Aussie parking costs big bikkies

Although it has yet to reach sky-high prices like in Hong Kong , London or New York , the advertised price of a single car space in Austral...

Although it has yet to reach sky-high prices like in Hong Kong, London or New York, the advertised price of a single car space in Australia has reached a record high of AUD330,000; the parking space in question is located in the basement of a high-end apartment complex, on a congested corner of Bond and George streets in Sydney’s CBD area.

AUD330,000 for this narrow but long parking space. image: carsguide.com.au
For the same amount, you could buy yourself a comfortable two-bedroom villa with a backyard, garage and air-conditioning somewhere in the suburbs, say, 40 kilometres west of the CBD in Colyton. The highest actual transacted price so far, according to the online car park listing portal findacarpark.com.au, is only AUD250,000, but the portal also experienced the highest number of hits for listings of spots on George Street.
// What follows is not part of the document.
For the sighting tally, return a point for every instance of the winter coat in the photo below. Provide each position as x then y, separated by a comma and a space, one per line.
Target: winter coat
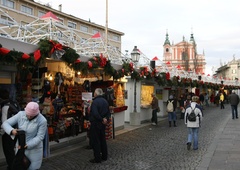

The parking space that is set to break this record was put on the market by owner Terence Chua, who reasoned that it is one of the few spaces in CBD which has a separate title, meaning that the owner can opt to use or rent it out without residing in the building. Other spaces in the area have sold for between AUD150,000 to 200,000, but this particular one is long and can fit two cars, one in front of the other.

“People who live in the CBD know it's almost impossible to find permanent parking," Chua added.

According to Francis Armstrong, founder of findacarpark, Aussies can expect the average price for Sydney parking to increase because new high-rise developments have restricted parking allocations even as the population increase; it’s not difficult to deduce then that increasing demand and decreasing supply will lead to higher prices.

Parking woes is not just a problem in Sydney. Mayor of Fremantle, Brad Pettitt, has painted a picture of future Perth, using simple mathematics, if the high rate of car ownership continues. There are about 650 cars to every thousand Perthians, and based on population projection and the assumption that each car needs three parking spaces – at home, at work and one other – Pettitt worked out that Perth would need 3.9 million new parking bays, which would cover a total area of 100sqkm, by 2040.

"Not only would this required parking result in a rather unpleasant, sprawled city but it would come at an extraordinary cost," he said, “When you multiply $30,000 per bay by the estimated 3.9 million extra car bays that Perth will require over the next 25 years, it comes to an astonishing $117 billion.” He added that the country needs to shift focus to high-quality public transportation instead of private cars.

But for those who think that cars will still dominate the roads in the future, and that buying parking spaces might actually be sound investment, here’s another transaction that might interest you. A parking garage in Sydney was sold in July 2012 for the exorbitant price of AUD822,500. Many must have wondered what the buyers were thinking, but in a year, they had turned the derelict garage with rusty roller doors, peeling walls and grease-stained floors into a lavish, contemporary two-bedroom home atop a parking space; and they put it back on the market for more than AUD1.2 million. Ka-ching!